Now just run the process_redirects function right after the process function and — if you hacked it all together properly — you should get an .htaccess file with all of your old links mapped to new ones. I highly recommend testing it on a local server before deploying anything.

Double checking

You can use a sitemap from your old site to check against the new site for missing links and repair and redirect them as needed. Here’s a basic script which may require some adjustment. Run it with sitemapchecker.rb yourstagingsite.com http://yourwordpresssite.com/yoursitemap.xml. If you do happen to use this and you have a large site, let me know.
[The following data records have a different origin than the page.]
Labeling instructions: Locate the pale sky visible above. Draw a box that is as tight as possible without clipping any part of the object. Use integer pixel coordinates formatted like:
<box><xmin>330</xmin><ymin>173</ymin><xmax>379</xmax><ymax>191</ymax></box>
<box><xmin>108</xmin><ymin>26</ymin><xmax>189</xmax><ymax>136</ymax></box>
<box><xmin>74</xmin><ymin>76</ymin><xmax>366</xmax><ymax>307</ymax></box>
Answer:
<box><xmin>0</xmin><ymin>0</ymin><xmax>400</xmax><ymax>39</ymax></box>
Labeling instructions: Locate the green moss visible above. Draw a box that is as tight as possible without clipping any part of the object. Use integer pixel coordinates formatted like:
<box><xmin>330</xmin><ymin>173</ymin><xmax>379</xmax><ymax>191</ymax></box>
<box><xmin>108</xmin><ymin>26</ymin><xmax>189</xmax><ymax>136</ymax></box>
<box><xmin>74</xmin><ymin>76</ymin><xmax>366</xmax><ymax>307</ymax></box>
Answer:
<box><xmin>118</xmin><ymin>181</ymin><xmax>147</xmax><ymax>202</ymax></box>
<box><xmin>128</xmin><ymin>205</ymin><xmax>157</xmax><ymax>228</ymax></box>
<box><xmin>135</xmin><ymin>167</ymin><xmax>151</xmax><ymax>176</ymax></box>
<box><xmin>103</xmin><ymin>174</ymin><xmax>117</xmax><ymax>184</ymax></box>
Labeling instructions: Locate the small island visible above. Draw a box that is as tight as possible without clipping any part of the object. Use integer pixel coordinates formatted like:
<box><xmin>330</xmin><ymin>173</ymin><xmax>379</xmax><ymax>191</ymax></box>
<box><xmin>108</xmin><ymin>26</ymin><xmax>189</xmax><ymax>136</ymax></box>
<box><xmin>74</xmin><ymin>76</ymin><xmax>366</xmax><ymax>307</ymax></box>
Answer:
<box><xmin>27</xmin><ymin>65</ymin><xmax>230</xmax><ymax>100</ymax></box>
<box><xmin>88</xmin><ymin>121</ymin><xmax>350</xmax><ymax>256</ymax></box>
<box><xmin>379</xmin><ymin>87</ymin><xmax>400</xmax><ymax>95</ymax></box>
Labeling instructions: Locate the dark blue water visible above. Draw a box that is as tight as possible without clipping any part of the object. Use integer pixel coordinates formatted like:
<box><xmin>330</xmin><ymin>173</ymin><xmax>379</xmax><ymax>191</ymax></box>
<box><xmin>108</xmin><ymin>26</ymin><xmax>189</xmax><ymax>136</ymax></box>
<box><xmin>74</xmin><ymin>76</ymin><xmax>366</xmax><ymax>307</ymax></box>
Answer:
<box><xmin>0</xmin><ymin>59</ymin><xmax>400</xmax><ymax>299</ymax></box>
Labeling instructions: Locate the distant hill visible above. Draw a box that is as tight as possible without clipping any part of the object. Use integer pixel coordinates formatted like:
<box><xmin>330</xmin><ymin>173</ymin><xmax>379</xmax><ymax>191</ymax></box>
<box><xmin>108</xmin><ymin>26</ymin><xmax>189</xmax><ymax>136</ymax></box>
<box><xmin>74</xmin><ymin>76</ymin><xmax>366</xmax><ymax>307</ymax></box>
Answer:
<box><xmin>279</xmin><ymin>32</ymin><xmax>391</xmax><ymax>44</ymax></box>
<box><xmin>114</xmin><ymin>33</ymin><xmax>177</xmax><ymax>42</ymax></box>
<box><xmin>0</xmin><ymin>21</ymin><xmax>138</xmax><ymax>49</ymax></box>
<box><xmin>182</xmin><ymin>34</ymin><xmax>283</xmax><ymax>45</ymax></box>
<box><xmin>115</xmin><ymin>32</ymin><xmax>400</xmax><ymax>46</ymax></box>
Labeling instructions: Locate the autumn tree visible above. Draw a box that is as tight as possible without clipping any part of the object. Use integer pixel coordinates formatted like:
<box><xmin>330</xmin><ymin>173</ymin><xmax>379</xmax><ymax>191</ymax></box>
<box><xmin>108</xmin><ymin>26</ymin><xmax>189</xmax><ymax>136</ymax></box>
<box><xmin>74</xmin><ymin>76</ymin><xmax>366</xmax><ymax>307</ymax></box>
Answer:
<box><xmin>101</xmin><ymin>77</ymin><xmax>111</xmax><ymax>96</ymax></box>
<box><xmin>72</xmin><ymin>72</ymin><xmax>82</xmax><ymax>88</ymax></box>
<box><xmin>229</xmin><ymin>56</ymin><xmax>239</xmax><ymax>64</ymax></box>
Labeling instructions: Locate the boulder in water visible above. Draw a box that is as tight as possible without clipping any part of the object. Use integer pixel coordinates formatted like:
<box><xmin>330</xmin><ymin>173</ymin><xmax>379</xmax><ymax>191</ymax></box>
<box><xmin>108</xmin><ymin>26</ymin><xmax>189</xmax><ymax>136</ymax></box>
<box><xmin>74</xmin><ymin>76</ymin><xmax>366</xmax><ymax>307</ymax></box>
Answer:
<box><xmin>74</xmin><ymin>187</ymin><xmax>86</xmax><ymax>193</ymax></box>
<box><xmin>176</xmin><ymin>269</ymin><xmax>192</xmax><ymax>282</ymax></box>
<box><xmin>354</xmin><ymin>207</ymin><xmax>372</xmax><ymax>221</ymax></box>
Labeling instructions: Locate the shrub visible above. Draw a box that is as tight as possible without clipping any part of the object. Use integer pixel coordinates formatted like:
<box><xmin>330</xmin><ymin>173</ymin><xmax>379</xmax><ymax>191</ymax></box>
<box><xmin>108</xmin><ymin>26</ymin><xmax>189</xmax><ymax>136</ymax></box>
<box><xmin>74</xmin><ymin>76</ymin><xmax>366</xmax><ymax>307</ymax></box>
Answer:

I have a version with progress meters…

#!/usr/bin/env ruby
# sitemapchecker.rb
# Brett Terpstra 2013, no rights reserved
require 'rexml/document'
require 'net/http'
require 'uri'


def get_xml(url)
  if File.exists?(url)
    f = File.open(url,'r')
    res = f.read
    f.close
  else
    url = "http://" + url unless url =~ /^https?:\/\//
    res = Net::HTTP.get_response(URI.parse(url)).body
  end
  res
end

def test_url(url)
  res = Net::HTTP.get_response(URI.parse(url))
  res.nil? ? "FAILURE" : res.code
end

def check_sitemap(target_domain,sitemap)
  target_domain.gsub(/^https?:\/\//,'')
  results = []
  doc = REXML::Document.new(get_xml(sitemap))
  raise "Error parsing #{sitemap}" unless doc
  urls = doc.get_elements("urlset/url")

  urls.each { |url|
    target = url.elements['loc'].text
    parts = target.match(/^(https?:\/\/)?([^\/]+)?(.*)$/)
    prefix = parts[1] || "http://"
    target = "#{prefix}#{target_domain}#{parts[3]}"
    res = test_url(target)
    results << { 'url' => target, 'result' => res }
  }
  outfile = "sitemap_check_#{target_domain}_#{Time.now.strftime('%m-%d-%Y')}.txt"
  $stderr.puts "Writing results to #{outfile}"
  File.open(outfile,'w') do |f|
    results.each { |res|
      f.puts %Q{#{res['result']}\t#{res['url']}}
    }
  end
end

if ARGV.length < 2
  puts "This script pulls an existing sitemap, remaps urls to a new domain,"
  puts "and checks to see if they exist at the new location."
  puts
  puts "The first argument should be the new domain to test on, followed by"
  puts "a filename or web url for the current sitemap (multiple allowed)."
  puts
  puts "A file titled \"sitemap_check_[yourdomain]_date.txt\" will be output"
  puts "in the current directory. I know, I should make that a CLI option. Whatever."
  puts
  puts "> #{File.basename(__FILE__)} stage.yoursite.com http://yoursite.com/yoursitemap.xml"
else
  target_domain = ARGV[0]
  ARGV.shift
  ARGV.each { |smap|
    check_sitemap(target_domain,smap)
  }
end

Hope somebody finds all of this useful.